Sharon Dolin

Sharon Dolin is the author of seven books of poetry, most recently Manual for Living, Whirlwind, and Burn and Dodge, winner of the AWP Donald Hall Prize in Poetry. She is also the author of a prose memoir titled Hitchcock Blonde and two books of translation: Book of Minutes by Gemma Gorga and the prize-winning Late to the House of Words: Selected Poems by Gemma Gorga. A 2021 National Endowment for the Arts [SA1] Fellowship recipient, Fulbright Scholar, Pushcart Prize winner, and recipient of a Witter Bynner Fellowship from the Library of Congress, she lives in New York City, where she teaches poetry workshops and is associate editor of Barrow Street Press.

Imperfect Present

Poems

Imperfect Present is a book for our current moment. By confronting the urgencies of daily life, from questions of identity to sexual abuse to racial unrest to the ubiquity of plastic, these poems investigate ways to sustain ourselves in our fraught public and private lives.
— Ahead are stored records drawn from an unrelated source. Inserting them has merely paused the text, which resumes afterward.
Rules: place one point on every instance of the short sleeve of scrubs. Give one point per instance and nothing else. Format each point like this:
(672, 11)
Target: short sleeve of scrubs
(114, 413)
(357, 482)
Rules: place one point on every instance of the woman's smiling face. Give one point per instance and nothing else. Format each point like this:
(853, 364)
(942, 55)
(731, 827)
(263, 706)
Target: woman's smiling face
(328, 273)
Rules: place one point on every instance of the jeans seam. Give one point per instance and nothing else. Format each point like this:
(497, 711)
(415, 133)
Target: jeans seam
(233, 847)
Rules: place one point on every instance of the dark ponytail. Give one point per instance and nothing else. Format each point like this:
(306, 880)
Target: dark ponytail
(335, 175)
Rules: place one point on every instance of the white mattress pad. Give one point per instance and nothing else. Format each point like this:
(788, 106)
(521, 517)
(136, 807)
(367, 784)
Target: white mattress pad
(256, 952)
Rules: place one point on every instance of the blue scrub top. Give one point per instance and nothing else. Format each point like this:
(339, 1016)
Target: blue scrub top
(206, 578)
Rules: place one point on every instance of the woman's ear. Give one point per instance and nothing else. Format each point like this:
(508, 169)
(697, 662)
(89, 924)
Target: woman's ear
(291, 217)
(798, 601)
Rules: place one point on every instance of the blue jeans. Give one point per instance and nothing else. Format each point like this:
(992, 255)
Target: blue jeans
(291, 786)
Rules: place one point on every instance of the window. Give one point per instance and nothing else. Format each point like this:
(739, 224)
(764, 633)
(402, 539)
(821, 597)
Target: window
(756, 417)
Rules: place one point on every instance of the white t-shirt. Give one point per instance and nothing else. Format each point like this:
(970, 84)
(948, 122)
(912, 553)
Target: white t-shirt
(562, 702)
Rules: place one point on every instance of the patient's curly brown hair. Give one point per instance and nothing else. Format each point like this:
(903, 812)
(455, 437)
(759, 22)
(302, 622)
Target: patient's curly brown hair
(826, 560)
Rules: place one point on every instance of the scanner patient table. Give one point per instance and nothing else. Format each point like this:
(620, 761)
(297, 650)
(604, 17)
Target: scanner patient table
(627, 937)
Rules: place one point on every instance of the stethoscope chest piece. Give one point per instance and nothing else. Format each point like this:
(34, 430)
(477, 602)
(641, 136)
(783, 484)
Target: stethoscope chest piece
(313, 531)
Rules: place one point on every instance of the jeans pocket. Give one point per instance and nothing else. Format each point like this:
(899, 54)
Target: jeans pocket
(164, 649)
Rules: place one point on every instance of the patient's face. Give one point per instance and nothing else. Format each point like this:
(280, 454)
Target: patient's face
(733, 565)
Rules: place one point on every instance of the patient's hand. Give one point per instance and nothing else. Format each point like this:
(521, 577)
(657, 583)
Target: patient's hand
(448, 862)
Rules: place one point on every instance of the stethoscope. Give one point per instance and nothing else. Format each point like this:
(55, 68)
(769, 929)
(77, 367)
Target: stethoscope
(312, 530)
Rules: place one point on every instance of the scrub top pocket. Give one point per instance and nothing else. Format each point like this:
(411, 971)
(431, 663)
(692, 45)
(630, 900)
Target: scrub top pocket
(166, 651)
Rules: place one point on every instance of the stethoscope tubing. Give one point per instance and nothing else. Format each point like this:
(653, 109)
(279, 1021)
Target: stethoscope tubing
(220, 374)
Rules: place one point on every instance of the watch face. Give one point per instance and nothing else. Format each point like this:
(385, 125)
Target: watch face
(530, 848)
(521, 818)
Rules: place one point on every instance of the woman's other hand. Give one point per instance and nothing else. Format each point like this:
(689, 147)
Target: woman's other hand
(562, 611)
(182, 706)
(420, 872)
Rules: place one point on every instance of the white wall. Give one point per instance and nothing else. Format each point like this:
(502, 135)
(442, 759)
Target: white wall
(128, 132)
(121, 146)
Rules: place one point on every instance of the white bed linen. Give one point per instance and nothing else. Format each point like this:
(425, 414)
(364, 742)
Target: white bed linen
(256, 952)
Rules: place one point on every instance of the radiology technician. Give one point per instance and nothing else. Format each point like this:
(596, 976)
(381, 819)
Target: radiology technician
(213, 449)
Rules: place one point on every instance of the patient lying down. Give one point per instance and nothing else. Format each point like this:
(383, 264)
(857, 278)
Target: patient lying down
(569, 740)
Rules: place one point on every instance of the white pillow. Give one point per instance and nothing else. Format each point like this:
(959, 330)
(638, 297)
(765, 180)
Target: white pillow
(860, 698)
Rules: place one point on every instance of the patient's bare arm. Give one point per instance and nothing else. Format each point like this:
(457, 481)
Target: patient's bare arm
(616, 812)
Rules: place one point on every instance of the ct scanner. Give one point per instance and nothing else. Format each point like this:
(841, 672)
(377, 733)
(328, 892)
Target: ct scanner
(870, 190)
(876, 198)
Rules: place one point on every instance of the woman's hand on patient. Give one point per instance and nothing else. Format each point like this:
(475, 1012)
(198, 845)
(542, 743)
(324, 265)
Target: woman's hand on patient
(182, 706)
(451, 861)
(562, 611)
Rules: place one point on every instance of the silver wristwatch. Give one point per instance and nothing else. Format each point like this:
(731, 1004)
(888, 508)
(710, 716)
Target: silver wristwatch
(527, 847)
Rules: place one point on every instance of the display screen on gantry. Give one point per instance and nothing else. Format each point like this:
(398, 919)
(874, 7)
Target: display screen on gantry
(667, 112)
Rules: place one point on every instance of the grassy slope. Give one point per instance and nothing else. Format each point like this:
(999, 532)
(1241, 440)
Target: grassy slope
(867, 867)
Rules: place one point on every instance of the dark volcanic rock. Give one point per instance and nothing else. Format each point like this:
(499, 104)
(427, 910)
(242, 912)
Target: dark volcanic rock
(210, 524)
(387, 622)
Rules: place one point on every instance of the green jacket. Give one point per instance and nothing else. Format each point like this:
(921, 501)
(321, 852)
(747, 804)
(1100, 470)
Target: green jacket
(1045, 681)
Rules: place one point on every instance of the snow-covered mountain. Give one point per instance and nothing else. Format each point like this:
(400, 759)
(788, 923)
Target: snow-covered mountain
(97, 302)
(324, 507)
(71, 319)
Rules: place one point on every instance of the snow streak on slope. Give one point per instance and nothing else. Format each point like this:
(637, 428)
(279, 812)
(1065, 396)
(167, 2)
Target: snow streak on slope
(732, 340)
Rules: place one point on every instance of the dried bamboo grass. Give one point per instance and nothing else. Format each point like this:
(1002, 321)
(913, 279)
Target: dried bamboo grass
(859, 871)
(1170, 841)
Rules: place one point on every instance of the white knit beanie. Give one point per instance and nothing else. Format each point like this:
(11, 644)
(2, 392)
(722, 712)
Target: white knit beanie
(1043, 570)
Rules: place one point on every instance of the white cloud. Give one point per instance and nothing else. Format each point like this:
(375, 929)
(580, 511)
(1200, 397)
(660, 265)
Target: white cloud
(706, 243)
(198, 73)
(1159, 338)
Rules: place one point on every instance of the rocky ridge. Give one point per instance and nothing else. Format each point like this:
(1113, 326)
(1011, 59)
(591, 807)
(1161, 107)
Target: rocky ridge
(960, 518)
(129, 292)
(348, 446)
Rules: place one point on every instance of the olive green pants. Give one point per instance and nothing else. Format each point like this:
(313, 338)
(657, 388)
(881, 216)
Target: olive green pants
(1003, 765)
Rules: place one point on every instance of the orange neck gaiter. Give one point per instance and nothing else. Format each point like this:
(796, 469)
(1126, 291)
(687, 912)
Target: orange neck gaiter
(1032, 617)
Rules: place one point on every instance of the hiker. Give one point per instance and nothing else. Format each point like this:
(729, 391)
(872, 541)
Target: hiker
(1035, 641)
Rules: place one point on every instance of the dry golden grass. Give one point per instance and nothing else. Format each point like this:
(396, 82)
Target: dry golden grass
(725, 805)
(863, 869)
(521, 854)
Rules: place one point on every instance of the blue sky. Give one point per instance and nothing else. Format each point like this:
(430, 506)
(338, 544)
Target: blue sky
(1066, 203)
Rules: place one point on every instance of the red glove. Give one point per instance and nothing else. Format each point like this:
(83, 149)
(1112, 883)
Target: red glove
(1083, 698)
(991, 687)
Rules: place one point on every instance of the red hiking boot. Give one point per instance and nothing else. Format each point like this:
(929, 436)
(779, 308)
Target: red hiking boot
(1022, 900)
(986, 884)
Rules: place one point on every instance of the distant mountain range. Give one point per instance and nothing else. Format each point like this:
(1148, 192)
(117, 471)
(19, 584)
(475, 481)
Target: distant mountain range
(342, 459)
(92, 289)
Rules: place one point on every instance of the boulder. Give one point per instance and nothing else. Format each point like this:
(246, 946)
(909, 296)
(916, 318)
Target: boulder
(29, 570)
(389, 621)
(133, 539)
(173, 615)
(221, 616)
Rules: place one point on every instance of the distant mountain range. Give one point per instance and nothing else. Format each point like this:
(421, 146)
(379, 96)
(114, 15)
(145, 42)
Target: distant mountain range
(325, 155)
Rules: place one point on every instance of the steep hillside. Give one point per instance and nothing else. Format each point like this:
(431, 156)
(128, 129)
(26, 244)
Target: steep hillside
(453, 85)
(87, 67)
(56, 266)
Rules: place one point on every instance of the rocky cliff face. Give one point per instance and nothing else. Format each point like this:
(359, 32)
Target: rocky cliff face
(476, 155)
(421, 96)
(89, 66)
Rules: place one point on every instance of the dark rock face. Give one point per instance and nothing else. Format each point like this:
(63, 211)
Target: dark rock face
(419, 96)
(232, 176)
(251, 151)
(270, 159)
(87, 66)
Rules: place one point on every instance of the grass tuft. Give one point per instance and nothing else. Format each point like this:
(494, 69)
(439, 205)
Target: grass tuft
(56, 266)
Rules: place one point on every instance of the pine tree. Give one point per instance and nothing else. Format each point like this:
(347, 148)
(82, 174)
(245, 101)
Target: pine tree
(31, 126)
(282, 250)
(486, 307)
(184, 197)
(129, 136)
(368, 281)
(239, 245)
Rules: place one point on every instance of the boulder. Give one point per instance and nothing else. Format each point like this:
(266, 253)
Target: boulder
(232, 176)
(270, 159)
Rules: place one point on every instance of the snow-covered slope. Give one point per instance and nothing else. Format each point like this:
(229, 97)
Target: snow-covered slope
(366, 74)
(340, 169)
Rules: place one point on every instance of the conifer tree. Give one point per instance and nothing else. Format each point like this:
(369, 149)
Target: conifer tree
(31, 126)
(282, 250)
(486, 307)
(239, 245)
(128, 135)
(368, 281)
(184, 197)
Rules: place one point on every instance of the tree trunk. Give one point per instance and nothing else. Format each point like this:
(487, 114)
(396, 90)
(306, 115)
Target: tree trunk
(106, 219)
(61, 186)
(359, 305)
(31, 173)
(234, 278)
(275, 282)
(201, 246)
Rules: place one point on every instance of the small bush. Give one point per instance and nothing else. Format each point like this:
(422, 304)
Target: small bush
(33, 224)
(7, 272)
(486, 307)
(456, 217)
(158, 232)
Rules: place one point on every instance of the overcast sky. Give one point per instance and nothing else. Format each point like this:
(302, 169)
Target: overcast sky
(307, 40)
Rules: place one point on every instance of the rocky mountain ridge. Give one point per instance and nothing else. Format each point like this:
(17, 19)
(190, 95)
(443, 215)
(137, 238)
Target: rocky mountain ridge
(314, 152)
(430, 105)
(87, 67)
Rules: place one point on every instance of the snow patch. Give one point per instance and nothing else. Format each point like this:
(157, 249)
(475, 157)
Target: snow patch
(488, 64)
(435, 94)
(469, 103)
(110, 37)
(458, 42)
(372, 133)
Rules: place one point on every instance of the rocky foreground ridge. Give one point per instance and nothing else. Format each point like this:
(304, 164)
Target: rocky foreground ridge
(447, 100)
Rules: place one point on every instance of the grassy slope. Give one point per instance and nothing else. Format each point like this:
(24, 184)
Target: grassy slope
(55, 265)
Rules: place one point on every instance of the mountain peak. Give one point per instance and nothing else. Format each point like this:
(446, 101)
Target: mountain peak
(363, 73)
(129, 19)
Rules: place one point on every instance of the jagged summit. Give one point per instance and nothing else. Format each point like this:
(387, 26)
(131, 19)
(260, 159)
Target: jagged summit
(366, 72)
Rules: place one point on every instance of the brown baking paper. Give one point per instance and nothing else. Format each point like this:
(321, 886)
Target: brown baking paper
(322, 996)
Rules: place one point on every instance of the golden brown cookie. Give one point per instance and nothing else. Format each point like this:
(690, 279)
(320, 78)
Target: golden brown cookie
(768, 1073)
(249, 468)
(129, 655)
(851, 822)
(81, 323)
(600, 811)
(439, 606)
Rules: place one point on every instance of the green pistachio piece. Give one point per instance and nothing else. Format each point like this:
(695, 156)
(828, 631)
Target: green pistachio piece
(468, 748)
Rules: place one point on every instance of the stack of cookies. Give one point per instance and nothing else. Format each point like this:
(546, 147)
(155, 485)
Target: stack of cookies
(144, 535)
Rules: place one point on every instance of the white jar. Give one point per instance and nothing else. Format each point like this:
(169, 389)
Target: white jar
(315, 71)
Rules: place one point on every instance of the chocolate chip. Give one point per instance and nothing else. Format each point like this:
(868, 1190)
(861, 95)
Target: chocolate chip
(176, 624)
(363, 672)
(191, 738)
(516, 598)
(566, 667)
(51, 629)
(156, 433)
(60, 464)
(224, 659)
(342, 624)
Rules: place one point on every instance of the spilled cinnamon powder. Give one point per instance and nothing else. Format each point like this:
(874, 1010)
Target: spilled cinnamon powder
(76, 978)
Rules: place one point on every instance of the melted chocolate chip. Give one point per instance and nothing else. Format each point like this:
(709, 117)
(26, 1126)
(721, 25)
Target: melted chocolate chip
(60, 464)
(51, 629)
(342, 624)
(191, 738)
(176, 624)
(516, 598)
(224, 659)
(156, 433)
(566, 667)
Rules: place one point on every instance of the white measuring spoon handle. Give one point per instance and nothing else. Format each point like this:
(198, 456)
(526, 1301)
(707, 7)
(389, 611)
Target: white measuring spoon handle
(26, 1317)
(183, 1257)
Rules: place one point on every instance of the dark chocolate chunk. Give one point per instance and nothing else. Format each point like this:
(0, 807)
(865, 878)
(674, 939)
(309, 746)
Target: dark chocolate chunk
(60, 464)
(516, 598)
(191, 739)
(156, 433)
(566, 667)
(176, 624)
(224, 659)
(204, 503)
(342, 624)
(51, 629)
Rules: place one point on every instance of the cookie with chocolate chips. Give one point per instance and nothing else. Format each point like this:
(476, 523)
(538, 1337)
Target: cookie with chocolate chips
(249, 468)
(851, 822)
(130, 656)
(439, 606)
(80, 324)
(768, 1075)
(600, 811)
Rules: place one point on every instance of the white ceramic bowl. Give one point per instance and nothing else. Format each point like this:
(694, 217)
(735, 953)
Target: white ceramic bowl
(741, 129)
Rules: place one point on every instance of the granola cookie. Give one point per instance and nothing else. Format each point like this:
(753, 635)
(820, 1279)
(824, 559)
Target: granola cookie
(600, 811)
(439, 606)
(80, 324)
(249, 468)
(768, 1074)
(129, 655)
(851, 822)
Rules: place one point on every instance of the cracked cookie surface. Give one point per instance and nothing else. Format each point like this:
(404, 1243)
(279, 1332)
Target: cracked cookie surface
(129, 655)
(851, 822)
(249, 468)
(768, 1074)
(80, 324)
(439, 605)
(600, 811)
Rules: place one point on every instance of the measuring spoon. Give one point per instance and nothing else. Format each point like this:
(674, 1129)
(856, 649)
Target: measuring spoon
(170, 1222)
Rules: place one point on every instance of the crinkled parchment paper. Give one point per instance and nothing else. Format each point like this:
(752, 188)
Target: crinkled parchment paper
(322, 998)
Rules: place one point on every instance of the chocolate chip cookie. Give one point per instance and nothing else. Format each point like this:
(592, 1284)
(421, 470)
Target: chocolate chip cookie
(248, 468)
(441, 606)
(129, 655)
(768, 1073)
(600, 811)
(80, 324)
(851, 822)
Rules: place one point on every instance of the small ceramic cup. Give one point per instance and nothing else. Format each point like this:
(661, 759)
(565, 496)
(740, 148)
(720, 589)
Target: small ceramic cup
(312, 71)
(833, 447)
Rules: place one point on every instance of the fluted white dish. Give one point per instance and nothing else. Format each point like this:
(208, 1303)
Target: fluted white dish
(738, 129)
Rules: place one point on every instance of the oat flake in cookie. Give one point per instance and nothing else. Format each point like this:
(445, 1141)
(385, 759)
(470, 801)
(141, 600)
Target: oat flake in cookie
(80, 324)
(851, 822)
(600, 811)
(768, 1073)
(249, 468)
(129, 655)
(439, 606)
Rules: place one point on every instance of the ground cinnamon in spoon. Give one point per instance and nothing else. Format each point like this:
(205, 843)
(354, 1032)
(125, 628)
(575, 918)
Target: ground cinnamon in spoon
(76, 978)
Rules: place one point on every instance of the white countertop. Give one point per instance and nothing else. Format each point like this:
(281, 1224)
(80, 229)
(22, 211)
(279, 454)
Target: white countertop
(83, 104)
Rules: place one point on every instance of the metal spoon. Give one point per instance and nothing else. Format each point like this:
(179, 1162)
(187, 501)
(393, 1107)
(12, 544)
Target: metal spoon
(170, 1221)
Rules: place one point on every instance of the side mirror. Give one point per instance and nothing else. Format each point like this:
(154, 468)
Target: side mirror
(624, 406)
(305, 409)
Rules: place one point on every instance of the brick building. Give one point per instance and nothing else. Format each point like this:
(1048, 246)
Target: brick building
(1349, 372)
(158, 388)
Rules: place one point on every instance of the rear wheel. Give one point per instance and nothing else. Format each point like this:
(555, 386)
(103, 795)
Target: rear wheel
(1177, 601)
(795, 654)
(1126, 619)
With her characteristic linguistic play, Sharon Dolin illuminates some of the most personal concerns that resonate throughout our culture and in ourselves, such as error, despair, uncertainty, and doubt. In sections that deploy the lens of art, the “Oblique Strategies” of Brian Eno and Peter Schmidt, and meditations on dreams and spirituality, Imperfect Present provides a panoply of approaches that grapple with the complexity of now.

Manual for Living

In this sixth collection by award-winning poet Sharon Dolin, Manual for Living offers three distinct approaches to life, each one riven by flashes of joy and despair, and all conditions in between. With a fresh slant on the Stoic philosopher Epictetus, the title section offers a part-serious, part tongue-in-cheek series of advice poems. An ekphrastic sequence based on the “black paintings” of Goya follows, as a darker meditation on life. The final section, “Of Hours,” is a contemporary sequence of psalms where the possibility for redemption in prayer exists. As in all of her work, Dolin’s lyric voice attends to language and the world equally. Her verbal sleights-of-hand offer readers insights for ways to live. Manual for Living is a wise book: drink deeply from it.

Whirlwind

Whirlwind is one woman’s frank, witty, mordant, sexy look at the breakup of a marriage and its emotional aftermath. With her characteristic linguistic play and mixture of poetic registers and styles, Sharon Dolin takes her readers on an off-the-tracks emotional ride through the whirlwind that goes by the name of divorce. Hang on tight. Here poems are never merely confessional, but use formal aplomb to ride the white-heat rage, hurt, denial, reflection, regret, wistfulness, desire, and sexual passion as they go hurtling through the many stages of grief after the death of a relationship and the rebirth of a more vital self. Dolin tackles difficult subjects unflinchingly in her poems: such as betrayal and the shame of the one being betrayed, being a parent within a volatile breakup, as well as some startling poems on the reawakening of sexuality and an attention to the natural world and politics. In her poem that won a Pushcart Prize, she dons the mask of the Furies to confront her ex-husband and his lover. A journalist of her own heart, Sharon Dolin has written a brazen collection that seethes with the pressure of a story to tell: cathartic and thrilling in equal measure.

Burn and Dodge

WINNER OF THE 2007 DONALD HALL PRIZE IN POETRY

Selected by Bob Hicok

Burn and Dodge is part serious/part serious play and opens with a frank and occasionally antic exploration of contemporary vices, such as Guilt, Envy, and Regret. Some poems “dodge” such preoccupations by playing with a nonce form called sonnet/ghazal. The collection contains a sequence of poems called “Current Events,” based on newspaper stories. that is also a playful meditation on the nature of the interrogative pronouns (Who, What, Where, When . . . ) as well as another series of homophonic sonnets called “Clare-Hewn,” which are aural “translations” of John Clare.